THE RGI Gallery in Glasgow is to present a new show, Allusion IV, the fourth exhibition by a group of artists working in what they describe as the "narrative" tradition.

The artists involved are Ade Adesina, Reinhard Behrens, June Carey, Jimmy Cosgrove, Jim Dunbar, Helen Flockhart, Ronald Forbes, Neil Macdonald, Neil MacPherson, Alice McMurrough, Gordon Mitchell, Heather Nevay, Murray Robertson, Peter Thomson, James Tweedie, Helen Wilson and Adrian Wiszniewski.

The show runs from 26 January to 23 February, and all works are for sale.

Following the show in March will be an exhibition of the work of a leading photographer, David Eustace.

This marks the first time in its history that the RGI has devoted an entire exhibition to the work of a single photographer.

The exhibition will run from the 2 to 30 March this year.

www.theroyalglasgowinstituteofthefinearts.co.uk

THE former MSP Kenny MacAskill is to release a new book, Glasgow 1919: The Rise of Red Clydeside.

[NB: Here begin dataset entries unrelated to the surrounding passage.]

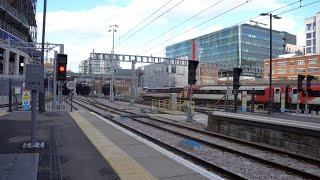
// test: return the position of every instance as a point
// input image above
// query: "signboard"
(17, 90)
(34, 77)
(283, 98)
(244, 101)
(229, 92)
(26, 100)
(71, 85)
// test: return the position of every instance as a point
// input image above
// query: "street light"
(113, 29)
(270, 62)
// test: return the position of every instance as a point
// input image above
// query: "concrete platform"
(277, 119)
(79, 158)
(135, 155)
(172, 115)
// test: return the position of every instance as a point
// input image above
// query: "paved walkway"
(79, 158)
(133, 154)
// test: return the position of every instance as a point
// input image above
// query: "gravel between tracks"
(274, 157)
(237, 164)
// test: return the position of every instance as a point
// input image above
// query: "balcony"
(13, 31)
(14, 13)
(18, 41)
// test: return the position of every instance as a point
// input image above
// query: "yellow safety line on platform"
(3, 114)
(123, 164)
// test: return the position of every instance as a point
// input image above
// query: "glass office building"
(243, 45)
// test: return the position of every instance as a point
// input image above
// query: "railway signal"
(236, 77)
(61, 67)
(236, 85)
(300, 80)
(192, 72)
(309, 79)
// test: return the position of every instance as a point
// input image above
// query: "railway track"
(197, 135)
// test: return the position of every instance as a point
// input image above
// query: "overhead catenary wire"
(277, 9)
(300, 6)
(202, 23)
(144, 20)
(186, 20)
(135, 32)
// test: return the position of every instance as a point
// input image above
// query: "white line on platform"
(167, 153)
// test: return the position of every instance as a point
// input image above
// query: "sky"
(82, 25)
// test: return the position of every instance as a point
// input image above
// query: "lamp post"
(270, 62)
(113, 29)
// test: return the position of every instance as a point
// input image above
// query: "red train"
(208, 95)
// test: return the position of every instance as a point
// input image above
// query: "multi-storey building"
(97, 64)
(242, 45)
(288, 68)
(162, 75)
(313, 34)
(17, 36)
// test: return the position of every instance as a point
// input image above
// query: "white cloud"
(84, 30)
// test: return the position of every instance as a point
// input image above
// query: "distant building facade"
(245, 45)
(161, 75)
(294, 49)
(289, 68)
(18, 29)
(96, 64)
(313, 34)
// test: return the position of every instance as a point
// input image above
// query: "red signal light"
(62, 69)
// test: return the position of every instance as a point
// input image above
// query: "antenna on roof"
(257, 23)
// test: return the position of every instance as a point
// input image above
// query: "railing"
(164, 105)
(19, 43)
(13, 12)
(10, 29)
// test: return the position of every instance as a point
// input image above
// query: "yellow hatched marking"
(123, 164)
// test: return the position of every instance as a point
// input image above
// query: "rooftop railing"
(13, 12)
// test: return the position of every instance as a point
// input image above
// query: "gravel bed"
(219, 157)
(274, 157)
(237, 164)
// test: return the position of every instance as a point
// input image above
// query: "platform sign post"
(71, 85)
(33, 82)
(283, 98)
(26, 100)
(244, 101)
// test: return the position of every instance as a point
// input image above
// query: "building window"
(308, 35)
(313, 61)
(281, 71)
(308, 43)
(308, 50)
(291, 71)
(282, 64)
(300, 62)
(173, 69)
(308, 27)
(313, 69)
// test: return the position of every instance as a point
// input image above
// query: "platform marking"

The book looks at the events in Glasgow in that year, including Bloody Friday, when there were 60,000 demonstrators in George Square.

Its publisher, Biteack Publishing, said: "Now, 100 years on, Kenny MacAskill separates fact from fiction in this adept social history to explore how the events of that fateful day transpired and why their legacy still endures.

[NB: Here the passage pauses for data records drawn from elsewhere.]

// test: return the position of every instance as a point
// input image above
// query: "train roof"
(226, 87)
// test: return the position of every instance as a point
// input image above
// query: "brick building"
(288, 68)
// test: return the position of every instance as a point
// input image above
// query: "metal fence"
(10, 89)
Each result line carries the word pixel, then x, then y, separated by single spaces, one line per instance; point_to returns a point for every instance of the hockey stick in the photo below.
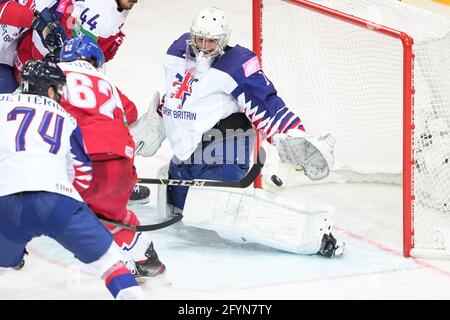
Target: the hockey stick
pixel 243 183
pixel 246 181
pixel 149 227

"Drawing on original material from speeches and newspaper reports of the time, MacAskill also paints a vivid picture of the solidarity amongst the working class in a rousing testimony to Glasgow’s long radical history."

MacAskill is a former SNP politician, serving as MSP from 1999 to 2016 and as Scottish Justice Secretary from 2007 to 2014.

He is also the author of The Lockerbie Bombing (2016) and Jimmy Reid (2017).